One of a series of articles on Ringing and Money by Steve Coleman

VAT is an absolute scandal! Why should churches pay it when they’re charities anyway? Why is it so complicated to work out whether it’s due on something or not? Why when we’ve just bought a set of ropes for £1,000, should we have to pay VAT on top? How can we avoid paying it?


How splendid to receive a letter with no full stops in! And how concise to have got so many complex questions into one paragraph! But getting back to ordinary punctuation and answering only your main question, in essence you don’t have to pay VAT on bell ropes, and here’s why not.

In General

So to start with, as I’m sure you know, the general position is that charities – including churches – have to pay VAT in just the same way that individuals and businesses do. As with all taxes, there are all sorts of ifs and buts to that – particularly as regards major works, and we’ll talk about those another time – but that’s the general position. So if your church buys a set of bell ropes because the old ones have worn out, the supplier – assuming he’s registered for VAT – will add VAT on as he’s required by law to do. Indeed, if he didn’t, he’d get into a lot of trouble.

Listed Places of Worship

But fortunately, that isn’t the end of it. The Government would rather VAT wasn’t chargeable on the costs of maintaining churches and other places of worship, but under EU regulations they’re unable to opt out of the Europe-wide system. They’ve been arguing for an EU change for some time, and they may yet succeed, but meanwhile they’ve found a way round it.

So back in 2001 the Chancellor introduced a scheme whereby most of the VAT on certain repair and maintenance expenditure incurred by a Listed Place of Worship could be reclaimed by way of a grant from the Department of Culture Media and Sport. The grants were non-discretionary, so if you were entitled, you were entitled and that was that. But I say, "certain expenditure" because it included all sorts of things like "rainwater goods repairs" and "wall paintings/murals" but not bells or bell ropes.

The Important Date

Then in 2004 the Chancellor extended the scheme to repay the whole of the VAT on eligible items, and in 2006 he extended it even further to include bells and bell ropes. The start date for these ringing-friendly grants was 22 March 2006, so giving the following important fact a paragraph all to itself:

Grants are available for replacement bell ropes invoiced on or after 22nd March, 2006.

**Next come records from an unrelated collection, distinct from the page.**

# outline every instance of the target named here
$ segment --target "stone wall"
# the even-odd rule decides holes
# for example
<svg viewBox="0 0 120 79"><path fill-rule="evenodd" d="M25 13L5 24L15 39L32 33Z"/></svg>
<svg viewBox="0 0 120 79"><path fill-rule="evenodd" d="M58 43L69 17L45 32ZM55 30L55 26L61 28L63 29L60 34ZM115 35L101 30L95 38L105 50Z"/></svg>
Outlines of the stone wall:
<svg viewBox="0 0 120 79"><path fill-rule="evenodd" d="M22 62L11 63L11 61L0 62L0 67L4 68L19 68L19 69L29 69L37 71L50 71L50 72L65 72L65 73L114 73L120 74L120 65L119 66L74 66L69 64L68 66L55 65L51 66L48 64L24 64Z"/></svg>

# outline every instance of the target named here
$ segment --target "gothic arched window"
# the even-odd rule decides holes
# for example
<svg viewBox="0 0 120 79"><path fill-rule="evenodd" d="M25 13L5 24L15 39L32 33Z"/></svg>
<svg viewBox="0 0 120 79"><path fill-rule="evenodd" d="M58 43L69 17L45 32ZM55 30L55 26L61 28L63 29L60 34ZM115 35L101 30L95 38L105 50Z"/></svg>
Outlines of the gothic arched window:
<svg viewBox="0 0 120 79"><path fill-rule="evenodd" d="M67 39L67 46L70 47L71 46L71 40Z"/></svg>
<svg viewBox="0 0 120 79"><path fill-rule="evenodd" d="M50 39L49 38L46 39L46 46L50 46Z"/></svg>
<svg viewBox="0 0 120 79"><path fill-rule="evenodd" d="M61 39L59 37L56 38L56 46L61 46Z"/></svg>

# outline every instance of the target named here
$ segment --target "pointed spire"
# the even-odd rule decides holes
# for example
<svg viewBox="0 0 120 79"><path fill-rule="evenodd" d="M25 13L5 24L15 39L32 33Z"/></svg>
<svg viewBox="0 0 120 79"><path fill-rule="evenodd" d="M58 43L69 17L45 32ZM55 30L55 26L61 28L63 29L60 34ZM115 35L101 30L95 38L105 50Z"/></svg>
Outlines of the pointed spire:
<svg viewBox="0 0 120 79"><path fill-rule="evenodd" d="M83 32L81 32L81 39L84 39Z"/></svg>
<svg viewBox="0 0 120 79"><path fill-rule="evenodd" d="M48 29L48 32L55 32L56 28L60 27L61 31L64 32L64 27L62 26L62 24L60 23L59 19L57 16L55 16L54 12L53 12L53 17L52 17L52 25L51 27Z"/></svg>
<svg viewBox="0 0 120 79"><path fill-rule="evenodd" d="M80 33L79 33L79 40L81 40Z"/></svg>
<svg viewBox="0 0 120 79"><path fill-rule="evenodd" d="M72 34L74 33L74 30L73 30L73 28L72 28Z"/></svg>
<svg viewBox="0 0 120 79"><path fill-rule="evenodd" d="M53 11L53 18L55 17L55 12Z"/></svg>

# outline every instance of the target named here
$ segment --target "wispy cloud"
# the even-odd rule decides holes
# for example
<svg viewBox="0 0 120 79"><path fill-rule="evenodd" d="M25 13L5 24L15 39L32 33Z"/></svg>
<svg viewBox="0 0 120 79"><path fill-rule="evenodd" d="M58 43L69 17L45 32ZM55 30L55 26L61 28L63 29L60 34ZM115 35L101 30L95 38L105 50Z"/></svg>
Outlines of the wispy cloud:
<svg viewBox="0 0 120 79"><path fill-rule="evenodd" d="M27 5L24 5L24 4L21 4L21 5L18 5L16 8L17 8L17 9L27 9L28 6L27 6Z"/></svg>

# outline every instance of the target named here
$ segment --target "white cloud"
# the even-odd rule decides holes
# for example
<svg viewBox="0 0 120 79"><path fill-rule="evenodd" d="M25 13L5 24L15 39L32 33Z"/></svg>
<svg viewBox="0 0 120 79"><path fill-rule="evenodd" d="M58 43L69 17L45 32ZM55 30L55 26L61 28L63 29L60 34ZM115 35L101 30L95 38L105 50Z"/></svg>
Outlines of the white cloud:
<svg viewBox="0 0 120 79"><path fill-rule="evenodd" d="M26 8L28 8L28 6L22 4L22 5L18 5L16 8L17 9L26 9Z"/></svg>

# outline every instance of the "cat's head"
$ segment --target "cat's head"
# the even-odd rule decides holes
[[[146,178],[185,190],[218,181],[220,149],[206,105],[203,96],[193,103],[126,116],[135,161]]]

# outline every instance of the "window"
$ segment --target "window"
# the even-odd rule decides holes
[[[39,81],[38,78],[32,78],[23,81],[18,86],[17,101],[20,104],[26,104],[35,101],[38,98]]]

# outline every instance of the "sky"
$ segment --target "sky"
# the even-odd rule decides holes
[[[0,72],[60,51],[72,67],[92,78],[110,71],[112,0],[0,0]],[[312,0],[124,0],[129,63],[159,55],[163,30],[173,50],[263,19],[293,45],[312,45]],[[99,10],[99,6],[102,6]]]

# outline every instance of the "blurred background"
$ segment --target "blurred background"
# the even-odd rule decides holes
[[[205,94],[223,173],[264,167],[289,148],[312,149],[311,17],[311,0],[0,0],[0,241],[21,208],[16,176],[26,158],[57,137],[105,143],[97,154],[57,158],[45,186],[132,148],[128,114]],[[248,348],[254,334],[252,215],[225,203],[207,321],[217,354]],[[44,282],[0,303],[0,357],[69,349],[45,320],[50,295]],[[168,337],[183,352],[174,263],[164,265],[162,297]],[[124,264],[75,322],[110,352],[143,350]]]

And in case you’re wondering, the VAT on a great many other items of church repair and maintenance expenditure is effectively reclaimable too. If you want a – more or less – complete list of eligible expenditure, you can find one at, and if you want to be sure about a particular item, you can ring the Listed Places of Worship Grant Scheme on 0845 601 5945.

Ifs and Buts

As with all schemes there are some ifs and buts, but fortunately, there aren’t many. With a few exceptions, the church must be a normal one, registered as a charity, supported by the congregation and open for public worship. It must also be a listed building with English Heritage, CADW, Historic Scotland or The Northern Ireland Environment and Heritage Service. The great bulk of churches in the United Kingdom with rings of bells, pass these tests without difficulty.

Importantly, though, the scheme covers repairs and maintenance rather than new work, so a replacement bell rope classes as a repair – as does the welding of a bell or the recasting of a bell – but an extra bell in an old frame doesn’t.

With Major Work

That said, the whole business of VAT on rehangs and augmentations is both complicated and bizarre, and we can talk about it all another time. But since the bellhangers are completely up to speed on this, they will give you full details if you’re planning major work. Nevertheless, since we’re on the particular subject of bell ropes, I’ll just mention here that new bell ropes supplied as part of a rehang or augmentation in an entirely new frame, aren’t subject to VAT anyway.

The Claim Limit

But getting back to replacement bell ropes, one thing is tricky. Claims can only be made where the total expenditure on the claim before VAT is £1,000 or more. Fortunately, though, it isn’t all that tricky because a number of items can be bundled together in one claim. So you can arrange for your church treasurer to claim for £500 of bell ropes along with £200 for a new gutter and £350 for organ repairs.

And fortunately there is no time limit by which claims must be submitted – or, at least, not until 2011 at the earliest. So if you and your PCC treasurer are learning about this for the first time, you can still get the documents together and make a claim for all your qualifying expenditure since the scheme began.

And Lastly

The forms and guidance are simple enough and you can find them on line at Any ringing bureaucrat will find them child’s play compared to most grant applications. But – and this is a very big but – you can’t get the VAT back if you’ve got a "Tower Fund" and buy the ropes out of that. The Tower Fund must give the money to the church, and the church must buy the ropes.